Sinal do(s) tempo(s): a excentricidade do frio no … Inverno

Há dias, li num jornal que “em Lisboa, alunos vão para as aulas de casaco no Liceu Camões”. Ouvi, depois, os conselhos das autoridades de saúde alertando-nos para a necessidade de “andarmos agasalhados”, “protegermos as extremidades do corpo”, “bebermos água”, “fazermos uma alimentação variada e saudável”, “evitarmos andar descalços no chão frio ou molhado”, “darmos preferência a sopas e a bebidas quentes”. Isto e muito mais, como ter sempre uma “lanterna em casa”.

De seguida vieram os avisos policromáticos dos serviços do mar, atmosfera e protecção civil, uma espécie de meteorológica escala de Richter sem números, mas com cores como o amarelo e o laranja. É a versão tecnocrática e científica do que, antes, se chamava, tão sábia e simplesmente, Inverno e Verão. Técnicos são entrevistados, como se o apocalipse estivesse iminente!

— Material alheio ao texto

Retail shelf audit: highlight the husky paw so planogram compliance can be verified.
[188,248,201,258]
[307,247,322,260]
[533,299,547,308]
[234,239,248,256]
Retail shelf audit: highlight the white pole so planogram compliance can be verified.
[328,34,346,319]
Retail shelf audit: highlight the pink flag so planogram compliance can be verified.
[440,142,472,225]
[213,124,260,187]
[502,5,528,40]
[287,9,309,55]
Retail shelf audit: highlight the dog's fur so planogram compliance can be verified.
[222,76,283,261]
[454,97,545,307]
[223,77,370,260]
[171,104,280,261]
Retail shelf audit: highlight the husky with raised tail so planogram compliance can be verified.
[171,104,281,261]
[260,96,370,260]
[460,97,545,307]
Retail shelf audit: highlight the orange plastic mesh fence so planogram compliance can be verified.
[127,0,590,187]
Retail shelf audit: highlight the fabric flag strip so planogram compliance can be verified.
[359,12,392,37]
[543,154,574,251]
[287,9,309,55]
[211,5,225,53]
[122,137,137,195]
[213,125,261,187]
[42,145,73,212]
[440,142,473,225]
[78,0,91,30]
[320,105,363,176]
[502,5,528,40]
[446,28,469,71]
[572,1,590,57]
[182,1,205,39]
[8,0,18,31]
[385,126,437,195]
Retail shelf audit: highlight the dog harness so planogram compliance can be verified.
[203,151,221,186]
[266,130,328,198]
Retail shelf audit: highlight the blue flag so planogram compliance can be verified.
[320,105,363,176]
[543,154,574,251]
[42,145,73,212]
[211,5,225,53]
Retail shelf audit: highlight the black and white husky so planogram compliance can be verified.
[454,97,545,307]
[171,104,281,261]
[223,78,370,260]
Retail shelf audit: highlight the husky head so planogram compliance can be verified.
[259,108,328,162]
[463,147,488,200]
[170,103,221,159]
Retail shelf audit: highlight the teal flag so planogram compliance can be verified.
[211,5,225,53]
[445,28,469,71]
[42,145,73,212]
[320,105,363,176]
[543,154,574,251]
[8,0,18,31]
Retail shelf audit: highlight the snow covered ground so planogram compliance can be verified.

No momento em que escrevo, 12 horas em Lisboa (9 graus), comparei algumas temperaturas mínimas registadas: Sarajevo (-14º), Paris (-6º), Londres (-2º), Berlim (-3º), Alepo (-2º), Moscovo (-7º) e Ulan Bator, capital da Mongólia (-33º e uma máxima de -19º!).

Não vou aqui recordar o que eram as condições face ao mais duro frio nos antigos Invernos do século passado. Para os mais jovens correria o risco de pensarem que estaria a fazer ficção.

A normalidade passou a ser notícia. Porque a notícia a transformou numa anormalidade. Seria mais previsível que a notícia fosse o calor no Inverno e o frio no Verão, mas afinal o que é agora “alarmante e excepcional” é o frio no Inverno e o calor no Verão.

As televisões abrem noticiários dizendo que o (nosso) frio voltou e um ingrato anticiclone se escafedeu. Ridículo dramatismo com reportagens e entrevistas a transeuntes que se lamentam das condições insuportáveis que se abateram sobre o luso território. Pessoas há que, no século XXI, falam do frio como uma excentricidade invernal. Talvez de tanto se falar do “aquecimento global” se tenha interiorizado o fim do frio, que parece agora fazer parte do “esquecimento global” que corrói a memória.

Dentro de alguns meses, teremos notícias sobre o calor que se vai abater sobre nós. Aí, lá vamos gramar os avisos de cores variadas, ainda que de sinal contrário, e as estafadas reportagens (?) nas praias de norte a sul. Boa matéria-prima para enfadonhos noticiários de hora e meia, cheios de (pouco) tudo e (muito) nada.

As redes sociais – oh essas! – lacrimejam através de testemunhos dilacerantes de pessoas que partilham a gélida sinestesia por via de like e de comentários estapafúrdios.

Perante este quase apocalíptico tempo potenciado pelos media em regime de marcação “grau a grau”, sinto-me fora deste “tempo” a pensar como, enquanto menino e jovem, sobrevivi ao frio do Inverno sem estar sob um aviso amarelo ou alaranjado. É obra!

Esta obsessão tem subjacente alguma infantilização do modo como se abordam certos assuntos do quotidiano. Progredimos em meios tecnológicos, mas parece que regredimos na relação com os outros e com a natureza. Tratam-se as pessoas como inconscientes, néscias e incautas. Será que uma pessoa com frio só pensa em agasalhar-se por causa de um alerta amarelo visto num canal televisivo? A sabedoria popular (“se o Janeiro não tiver trinta e uma geadas, tem de as pedir emprestadas”) evaporou-se, submetida ao monopólio dos gadgets que nos dispensam de pensar?

Onde é que está a novidade, a diferença, o alarme? A banalização dos “alertas” acaba por estiolar o sentimento de prevenção individual e colectiva face a situações graves que, infelizmente, acontecem.